Rhythms of Resistance, sometimes abbreviated to RoR, is a network of percussion bands that play at demonstrations and direct actions that fall within the broad definition of 'anti-capitalist'. Since RoR London was formed in 2000, similar groups have arisen around the world.

The name "Rhythms of Resistance" refers to the origins of African music that were introduced with slaves, sailors and traders from East Africa to Latin America and specifically Brazil, and is specifically taken from the book title "Rhythms of Resistance: African Musical Heritage in Brazil Cover" by Peter Fryer.

While not all such bands use the Rhythms of Resistance name, they generally share the same principles:

Rhythms of Resistance is a transnational, anti-hierarchical, anti-capitalist, anti-sexist and anti-racist network of various groups that fight together for social and ecological justice worldwide. Percussion is used as a basis for actions to demonstrate in a peaceful and playful way. This achieves a similar effect to that of the "Clown Army" at demonstrations.

The RoR network consists of different bands that connect under the RoR umbrella and work and act decentralized. In addition, there is shared exchange, shared participation and collaboration at a collective level. This is facilitated by the identical use of tunes (melodies) and hand signals (signs), so that it is easy to play along in groups from other cities and different groups can play together spontaneously. In addition, the simple system of tunes, which can be internalized using mnemonics, enables a low-threshold introduction to drumming, even without any special prior musical knowledge.

The RoR bands are often referred to as the "samba bands", because they use the same instruments. The self-designation ist "activist percussion band". RoR has similarities to the Afro Bloc parading drum bands that emerged in the mid 1970s in Salvador da Bahia in Brazil. Bands such as Ilê Aiyê and Olodum formed as a political expression of black awareness, resisting economic exclusion. Coming out of some impoverished urban communities, Afro blocs became a mobilising focus on picket lines and marches.

Rhythms of Resistance formed as part of the UK Earth First action against the International Monetary Fund/World Bank meeting in Prague in September 2000. A Pink and Silver carnival bloc, focused around a 55-piece band, detached itself from a march of 67,000 and outmaneuvered police resources defending the IMF annual summit.
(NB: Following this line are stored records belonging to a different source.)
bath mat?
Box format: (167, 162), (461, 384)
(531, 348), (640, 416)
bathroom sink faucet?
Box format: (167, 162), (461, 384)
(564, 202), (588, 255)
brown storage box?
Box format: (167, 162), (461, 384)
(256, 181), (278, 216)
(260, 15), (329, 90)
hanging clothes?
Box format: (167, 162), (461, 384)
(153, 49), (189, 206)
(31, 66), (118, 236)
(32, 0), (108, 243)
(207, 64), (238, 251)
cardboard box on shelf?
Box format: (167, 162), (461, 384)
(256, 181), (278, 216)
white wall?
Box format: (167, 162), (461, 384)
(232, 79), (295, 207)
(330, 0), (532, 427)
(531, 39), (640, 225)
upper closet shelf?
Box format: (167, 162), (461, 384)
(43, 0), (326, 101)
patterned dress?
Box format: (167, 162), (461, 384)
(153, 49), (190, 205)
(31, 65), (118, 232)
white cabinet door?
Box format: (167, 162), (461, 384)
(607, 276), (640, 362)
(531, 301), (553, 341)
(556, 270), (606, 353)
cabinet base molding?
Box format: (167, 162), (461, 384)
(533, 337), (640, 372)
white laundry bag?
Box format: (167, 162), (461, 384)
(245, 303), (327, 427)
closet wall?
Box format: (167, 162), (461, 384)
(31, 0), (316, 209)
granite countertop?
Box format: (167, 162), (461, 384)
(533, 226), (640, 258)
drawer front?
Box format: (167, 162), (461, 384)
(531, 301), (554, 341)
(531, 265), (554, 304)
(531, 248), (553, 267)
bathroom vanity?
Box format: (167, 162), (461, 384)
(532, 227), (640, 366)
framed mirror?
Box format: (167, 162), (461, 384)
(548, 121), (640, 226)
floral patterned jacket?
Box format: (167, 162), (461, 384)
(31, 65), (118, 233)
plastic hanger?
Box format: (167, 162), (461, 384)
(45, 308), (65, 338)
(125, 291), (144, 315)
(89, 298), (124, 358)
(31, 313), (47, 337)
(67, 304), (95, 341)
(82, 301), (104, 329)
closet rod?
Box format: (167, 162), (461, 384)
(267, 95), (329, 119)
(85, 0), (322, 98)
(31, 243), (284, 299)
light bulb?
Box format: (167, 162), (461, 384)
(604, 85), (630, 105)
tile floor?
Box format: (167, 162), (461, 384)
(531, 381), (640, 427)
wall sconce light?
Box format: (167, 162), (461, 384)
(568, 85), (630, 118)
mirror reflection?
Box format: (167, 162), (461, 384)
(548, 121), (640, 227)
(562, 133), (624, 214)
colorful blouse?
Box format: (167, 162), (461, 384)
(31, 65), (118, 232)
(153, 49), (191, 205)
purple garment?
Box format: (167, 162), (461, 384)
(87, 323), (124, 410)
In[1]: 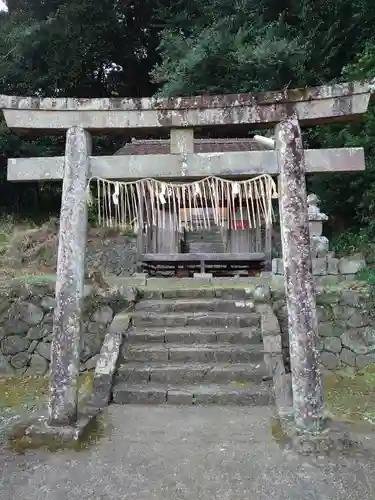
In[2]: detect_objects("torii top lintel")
[0,82,372,135]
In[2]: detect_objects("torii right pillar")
[276,114,324,432]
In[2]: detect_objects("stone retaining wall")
[272,256,366,281]
[0,284,133,376]
[273,282,375,370]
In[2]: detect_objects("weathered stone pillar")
[49,127,91,426]
[276,114,323,432]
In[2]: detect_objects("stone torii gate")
[0,83,371,430]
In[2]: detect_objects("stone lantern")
[307,194,329,258]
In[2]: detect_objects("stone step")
[135,299,255,313]
[132,311,260,328]
[127,326,262,344]
[121,343,264,363]
[113,382,273,406]
[143,286,258,301]
[116,363,267,387]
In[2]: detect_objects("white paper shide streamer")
[87,174,278,231]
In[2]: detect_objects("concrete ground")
[0,406,375,500]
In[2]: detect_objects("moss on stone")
[8,416,110,455]
[0,373,93,411]
[323,365,375,424]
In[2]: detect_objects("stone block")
[90,328,122,408]
[314,274,342,287]
[327,257,339,275]
[10,352,30,369]
[339,257,366,275]
[1,335,30,355]
[309,220,323,236]
[341,328,375,354]
[26,353,49,376]
[91,306,113,325]
[36,342,51,361]
[272,259,284,274]
[14,302,44,326]
[340,347,356,366]
[312,257,327,276]
[316,306,329,323]
[40,297,56,312]
[355,353,375,370]
[27,323,52,340]
[324,337,342,353]
[4,318,30,335]
[318,321,343,337]
[113,384,167,404]
[194,273,213,282]
[252,284,272,303]
[340,290,366,307]
[0,353,14,376]
[263,335,282,354]
[348,309,371,328]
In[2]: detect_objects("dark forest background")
[0,0,375,248]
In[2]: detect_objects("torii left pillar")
[48,127,91,426]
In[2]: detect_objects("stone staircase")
[186,225,225,253]
[113,297,273,405]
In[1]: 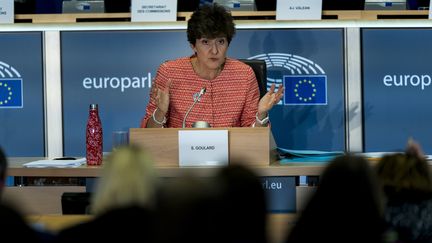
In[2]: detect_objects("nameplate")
[178,130,228,167]
[0,0,14,24]
[131,0,177,22]
[276,0,322,20]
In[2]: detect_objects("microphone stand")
[182,87,206,128]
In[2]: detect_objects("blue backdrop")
[61,29,344,155]
[362,29,432,154]
[0,32,45,156]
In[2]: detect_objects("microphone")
[183,87,206,128]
The protests also included a black bloc and a group from the Italian Ya Basta movement, and led to the shutting down of the summit.

Following this event, similar groups formed elsewhere making use of the same tactics. The RoR Amsterdam band formed in for the Rising Tide Actions against the Cop6 United Nations Climate Change Conference in November 2000 and joined together with ten drummers from Rhythms of Resistance to form a 65-piece band. Rhythms of Resistance groups can now be found across Europe, Middle East and in North America.

Instruments and clothing for performances are often made using the do-it-yourself principle.